Just by accident, seen few (<20) instances of 'ks' where 'kz' should've been there within the slp1 strings {#...#}
. There might be such cases in other CDSL works as well, that need to be identified and corrected.
Here is the final diff. file (353 differences), ignoring the 34 '_' instances (which need to be attended to depending on Jim's response) [and 30 non-Chr. tags and 206 dhAtu tags which are posted above]-- diff_pw.txt
Same conditions as at my earlier post apply to this.
The 205 in dhatu.header.lines remain to be processed by Jim.
@funderburkjim
After you process these and other corrections as listed in the above posts (probably leaving the Chr. expansions), request you to post the full file(s) again [so that I can redo the comparison with my file(s) and go to the next step].
Just by accident, seen few (<20) instances of 'ks' where 'kz' should've been there within the slp1 strings
{#...#}
. There might be such cases in other CDSL works as well, that need to be identified and corrected.

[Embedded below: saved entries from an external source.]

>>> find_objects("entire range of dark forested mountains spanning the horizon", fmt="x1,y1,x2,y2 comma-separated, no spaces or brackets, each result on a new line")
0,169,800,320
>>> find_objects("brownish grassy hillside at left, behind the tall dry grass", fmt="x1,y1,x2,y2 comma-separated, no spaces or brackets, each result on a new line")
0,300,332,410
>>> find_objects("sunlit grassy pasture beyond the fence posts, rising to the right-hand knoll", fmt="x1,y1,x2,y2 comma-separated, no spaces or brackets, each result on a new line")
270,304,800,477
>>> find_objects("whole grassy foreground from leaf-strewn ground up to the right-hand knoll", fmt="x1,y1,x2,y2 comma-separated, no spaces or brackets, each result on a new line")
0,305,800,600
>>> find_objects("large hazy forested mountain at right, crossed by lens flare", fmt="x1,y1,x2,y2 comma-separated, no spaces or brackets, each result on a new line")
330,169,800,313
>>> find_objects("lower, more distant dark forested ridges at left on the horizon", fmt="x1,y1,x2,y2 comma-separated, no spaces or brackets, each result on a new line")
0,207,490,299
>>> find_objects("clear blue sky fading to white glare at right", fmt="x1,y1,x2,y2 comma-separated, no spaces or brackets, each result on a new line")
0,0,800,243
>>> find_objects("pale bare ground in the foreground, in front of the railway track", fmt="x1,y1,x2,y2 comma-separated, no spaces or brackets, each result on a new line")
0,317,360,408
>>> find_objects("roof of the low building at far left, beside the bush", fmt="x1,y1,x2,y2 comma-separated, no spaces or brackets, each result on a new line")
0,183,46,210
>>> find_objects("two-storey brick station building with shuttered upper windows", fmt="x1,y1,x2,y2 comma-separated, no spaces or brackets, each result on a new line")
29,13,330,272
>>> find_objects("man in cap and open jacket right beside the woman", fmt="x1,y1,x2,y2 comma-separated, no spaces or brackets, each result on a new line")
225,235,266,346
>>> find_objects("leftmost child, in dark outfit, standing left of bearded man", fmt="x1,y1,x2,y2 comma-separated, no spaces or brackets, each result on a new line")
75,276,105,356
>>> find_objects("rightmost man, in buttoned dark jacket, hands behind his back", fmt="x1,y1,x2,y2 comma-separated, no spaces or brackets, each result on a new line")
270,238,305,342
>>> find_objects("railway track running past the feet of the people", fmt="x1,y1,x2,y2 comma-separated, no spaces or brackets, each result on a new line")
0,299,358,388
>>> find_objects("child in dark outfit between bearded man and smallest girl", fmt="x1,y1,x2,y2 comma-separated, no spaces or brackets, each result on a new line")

Thought of looking at MW for such instances and found 15 such!! [While some of these are to be changed to 'kz', others are with typo errors.] mw- bad slp words having 'ks'.txt
@drdhaval2785 Pl. take a note of this and do the needful, as I do not want Jim to divert from the pwk work for now.
Corrected in csl-orig repository for MW as per above comment and above commit.
(as I did not populate the k2-field yet).
After a long gap, I have got into some mood to take up big works; the first task I did is to populate the k2-field with comma-separated lists (as applicable).
Now my file has 1567 entries in pwk-vn portion (with 2440 extra words) and 7288 entries in pwk-main portion (with 9782 extra words).
That's just what I am working on today! Not sure how to proceed.
What do you suggest?
Option 2.
@funderburkjim how deep are you?
I did the said work in two days; so estimate Jim to take anywhere between 7-10 days (if he is on this work alone), @gasyoun !!
temp_pw_4.zip has my latest version.
relative to my previous post:
[H]
type multi-headwordsI think these changes take into account the various AB mentions,
with exception of the ~1000 Chr. instances having multiple citations together are still not expanded as individual (separate) citations.
pw body part: AB has 250+ more than Jim
7004 entries with k2 multiple headwords (AB 7288)
9536 total k2 headwords (AB 9782)
pw vn part (AB and Jim about the same)
1569 entries with k2 multiple headwords (AB 1567)
2447 total k2 headwords (AB 2440)
Will be interested to see source of the diffs, esp. in pw body part.
I did another round of revision in past two days and the current statistics are--
pwk-vn portion
pwk-main portion
Shall look at the differences now with Jim's latest version and post the details.
Starting with the smaller portions--
pwkvn_4 differences-1 (metalines and header lines).txt
Here is the supporting document for the L-205237
It may be noted that I had introduced a new kind of markup of the filled-up portions at the entries.
Also I had separated the portions where a upasarga is clubbed together with a derived word (of the prefixed dhAtu), and also the multiple entries together were separated as individual entries within {#...#}.
And then, I had marked the prefix portions under the dhAtu entries with a <div n="p">
tag, and pushed them to new lines (such 'new' lines count to 433); this is done in the pwkvn portion to bring it into the same style as in the pwk main portion.
Many miscellaneous changes (that seemed appropriate) were also done on-the-fly.
Here are another two portions from pwkvn part--
And here is how the CDSL file looks with the upasarga splits implemented--
If the above are carried in to the CDSL version and revised file is posted, I shall post the next comparison parts.
If I give a brief about the spl. markup introduced for the filled-up portions at the HW level, probably Jim might appreciate my idea and take up necessary action further (as I intended).
We tackle the task of generating alternate headwords for pw dictionary.
Preliminary outline of the approach:
Note: no attempt to generate alternate headwords from upasargas of verb entries.